Recommendation Engine (Movie Recommender System)

The Movie Recommendation System is a Streamlit-based web application that helps users discover movies they might enjoy.
It uses content-based filtering powered by machine learning to recommend movies similar to a user’s selection.

📌 Table of Contents

Overview
Project Workflow
Business Problem
Ingestion Script
Tools & Technologies
Project Structure
Data Pipeline Overview
App Preview
Key Outcomes
How to Run This Project
License

Overview

The Movie Recommendation System is a Streamlit-based web application designed to help users discover movies they might enjoy.
It uses content-based filtering powered by machine learning to recommend movies similar to a user’s selection.

Utilized TF-IDF Vectorization and cosine similarity to match movie metadata for similarity scoring.
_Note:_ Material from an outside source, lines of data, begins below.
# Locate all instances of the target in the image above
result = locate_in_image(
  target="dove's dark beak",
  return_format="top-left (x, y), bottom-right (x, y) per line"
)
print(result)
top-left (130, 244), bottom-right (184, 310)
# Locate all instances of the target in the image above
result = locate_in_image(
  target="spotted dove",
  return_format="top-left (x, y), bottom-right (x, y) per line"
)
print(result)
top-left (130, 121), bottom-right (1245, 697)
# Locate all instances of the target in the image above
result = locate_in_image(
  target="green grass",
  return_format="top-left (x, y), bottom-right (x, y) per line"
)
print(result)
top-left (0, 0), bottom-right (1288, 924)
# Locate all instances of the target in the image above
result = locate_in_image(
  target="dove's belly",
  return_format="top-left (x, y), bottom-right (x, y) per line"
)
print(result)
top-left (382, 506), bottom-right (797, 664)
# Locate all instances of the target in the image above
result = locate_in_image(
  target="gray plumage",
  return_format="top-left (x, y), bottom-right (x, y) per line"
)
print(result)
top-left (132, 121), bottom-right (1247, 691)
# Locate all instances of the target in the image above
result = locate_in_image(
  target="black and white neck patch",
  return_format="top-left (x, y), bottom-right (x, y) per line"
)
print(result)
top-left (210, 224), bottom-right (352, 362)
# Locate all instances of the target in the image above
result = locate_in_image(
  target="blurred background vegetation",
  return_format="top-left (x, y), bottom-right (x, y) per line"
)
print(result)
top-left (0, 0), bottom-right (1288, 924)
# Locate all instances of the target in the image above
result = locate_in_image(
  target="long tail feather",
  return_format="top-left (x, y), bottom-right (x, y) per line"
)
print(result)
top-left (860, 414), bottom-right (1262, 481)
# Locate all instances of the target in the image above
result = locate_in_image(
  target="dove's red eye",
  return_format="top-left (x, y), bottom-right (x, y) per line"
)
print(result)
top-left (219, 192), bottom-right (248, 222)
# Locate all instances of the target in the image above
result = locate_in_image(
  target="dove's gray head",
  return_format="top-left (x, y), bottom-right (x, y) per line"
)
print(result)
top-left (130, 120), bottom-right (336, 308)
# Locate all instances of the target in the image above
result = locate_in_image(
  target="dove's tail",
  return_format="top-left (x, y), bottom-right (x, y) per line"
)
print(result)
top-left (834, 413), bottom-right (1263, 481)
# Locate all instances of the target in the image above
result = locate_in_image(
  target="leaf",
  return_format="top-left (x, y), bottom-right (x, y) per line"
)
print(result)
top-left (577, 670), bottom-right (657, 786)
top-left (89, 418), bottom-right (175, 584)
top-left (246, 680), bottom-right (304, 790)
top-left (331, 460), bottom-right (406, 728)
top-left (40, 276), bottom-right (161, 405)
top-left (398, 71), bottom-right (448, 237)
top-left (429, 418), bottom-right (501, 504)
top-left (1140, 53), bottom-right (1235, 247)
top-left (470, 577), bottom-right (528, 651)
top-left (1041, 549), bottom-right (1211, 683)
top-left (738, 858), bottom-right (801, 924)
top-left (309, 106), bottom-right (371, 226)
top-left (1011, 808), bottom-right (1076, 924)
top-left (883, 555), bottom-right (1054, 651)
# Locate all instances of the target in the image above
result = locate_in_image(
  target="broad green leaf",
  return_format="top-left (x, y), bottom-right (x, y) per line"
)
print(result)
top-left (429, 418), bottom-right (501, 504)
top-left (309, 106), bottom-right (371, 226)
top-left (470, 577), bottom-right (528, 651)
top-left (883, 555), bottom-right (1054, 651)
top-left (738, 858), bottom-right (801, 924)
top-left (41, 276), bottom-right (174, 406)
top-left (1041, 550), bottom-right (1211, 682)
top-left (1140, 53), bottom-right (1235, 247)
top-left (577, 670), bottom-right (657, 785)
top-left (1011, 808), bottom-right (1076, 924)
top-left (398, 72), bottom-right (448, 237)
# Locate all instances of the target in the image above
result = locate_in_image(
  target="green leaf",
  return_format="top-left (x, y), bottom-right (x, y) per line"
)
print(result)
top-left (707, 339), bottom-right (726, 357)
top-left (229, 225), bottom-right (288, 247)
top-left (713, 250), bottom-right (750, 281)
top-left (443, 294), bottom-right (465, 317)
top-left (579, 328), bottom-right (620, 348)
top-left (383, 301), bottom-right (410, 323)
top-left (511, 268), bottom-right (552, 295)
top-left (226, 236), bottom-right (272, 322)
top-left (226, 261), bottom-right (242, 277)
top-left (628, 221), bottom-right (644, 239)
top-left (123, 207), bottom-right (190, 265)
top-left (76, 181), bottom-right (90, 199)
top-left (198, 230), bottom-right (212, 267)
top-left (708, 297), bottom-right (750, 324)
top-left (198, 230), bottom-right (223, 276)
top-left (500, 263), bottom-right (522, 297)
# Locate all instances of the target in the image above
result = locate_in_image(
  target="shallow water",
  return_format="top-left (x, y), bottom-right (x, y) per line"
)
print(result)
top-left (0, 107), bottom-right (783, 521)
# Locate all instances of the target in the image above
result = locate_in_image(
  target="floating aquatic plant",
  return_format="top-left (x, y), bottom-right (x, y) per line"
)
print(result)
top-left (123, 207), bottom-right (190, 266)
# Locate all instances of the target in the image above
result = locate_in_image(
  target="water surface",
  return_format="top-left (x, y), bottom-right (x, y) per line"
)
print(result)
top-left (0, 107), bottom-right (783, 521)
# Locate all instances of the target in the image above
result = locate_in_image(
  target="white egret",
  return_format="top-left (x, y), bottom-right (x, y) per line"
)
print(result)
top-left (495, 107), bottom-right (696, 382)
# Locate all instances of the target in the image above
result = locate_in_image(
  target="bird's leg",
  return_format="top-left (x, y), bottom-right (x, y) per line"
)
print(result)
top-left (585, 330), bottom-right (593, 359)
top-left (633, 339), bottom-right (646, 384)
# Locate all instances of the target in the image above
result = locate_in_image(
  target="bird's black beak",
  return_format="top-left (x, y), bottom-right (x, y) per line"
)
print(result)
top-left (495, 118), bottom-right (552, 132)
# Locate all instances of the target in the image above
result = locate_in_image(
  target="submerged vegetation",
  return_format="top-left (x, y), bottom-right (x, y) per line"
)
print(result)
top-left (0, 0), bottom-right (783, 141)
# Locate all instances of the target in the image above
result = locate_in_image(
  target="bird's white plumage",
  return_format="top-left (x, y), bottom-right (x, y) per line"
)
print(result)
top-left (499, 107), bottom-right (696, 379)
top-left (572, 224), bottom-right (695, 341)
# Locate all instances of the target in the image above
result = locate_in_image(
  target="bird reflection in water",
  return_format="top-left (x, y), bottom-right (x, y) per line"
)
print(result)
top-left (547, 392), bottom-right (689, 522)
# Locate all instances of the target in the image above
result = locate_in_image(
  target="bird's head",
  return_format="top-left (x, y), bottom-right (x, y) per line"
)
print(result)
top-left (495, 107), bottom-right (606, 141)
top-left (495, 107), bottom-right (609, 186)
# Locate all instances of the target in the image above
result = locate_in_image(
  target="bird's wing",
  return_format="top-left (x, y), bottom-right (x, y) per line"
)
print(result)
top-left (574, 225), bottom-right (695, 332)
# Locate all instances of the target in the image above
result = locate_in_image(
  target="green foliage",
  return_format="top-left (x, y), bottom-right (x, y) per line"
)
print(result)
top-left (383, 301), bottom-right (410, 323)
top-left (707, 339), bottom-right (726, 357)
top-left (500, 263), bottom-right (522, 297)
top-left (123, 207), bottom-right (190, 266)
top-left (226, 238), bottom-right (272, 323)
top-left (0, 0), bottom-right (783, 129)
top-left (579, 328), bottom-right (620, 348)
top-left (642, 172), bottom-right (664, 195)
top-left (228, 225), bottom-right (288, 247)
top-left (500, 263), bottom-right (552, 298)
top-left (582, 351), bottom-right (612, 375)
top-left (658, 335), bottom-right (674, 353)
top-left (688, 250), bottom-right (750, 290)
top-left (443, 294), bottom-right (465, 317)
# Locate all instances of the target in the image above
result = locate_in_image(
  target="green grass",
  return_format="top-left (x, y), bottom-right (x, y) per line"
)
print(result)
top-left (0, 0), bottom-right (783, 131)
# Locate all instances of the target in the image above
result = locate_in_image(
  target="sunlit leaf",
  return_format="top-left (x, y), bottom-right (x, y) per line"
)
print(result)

Deployed as a web application using Streamlit for interactive user experience.

✨ Key Features

Personalized movie recommendations
Movie posters for a visual preview
Ratings and overviews
Direct YouTube trailer links
Clean, interactive Streamlit interface

Project Workflow

Load preprocessed movie metadata (movie_dict.pkl) and similarity matrix (similarity.pkl).
User selects a movie from the dropdown.
The system calculates the top 5 most similar movies.
Fetch movie posters, ratings, and overviews using TMDb API.
Display results in a visually appealing interface.

Business Problem

With thousands of movies released every year, users face information overload and often struggle to pick what to watch next.
This project solves that by providing personalized movie suggestions based on similarity, enhancing user experience, and boosting content discovery.

Ingestion Script

Here’s a simple example to generate your own movie_dict.pkl and similarity.pkl files using a movie dataset:

import pandas as pd
from sklearn.feature_extraction.text import CountVectorizer
from sklearn.metrics.pairwise import cosine_similarity
import pickle

# Load your dataset
movies = pd.read_csv("movies.csv")

# Combine textual features into a single 'tags' column
movies['tags'] = movies['overview'] + movies['genres'] + movies['keywords']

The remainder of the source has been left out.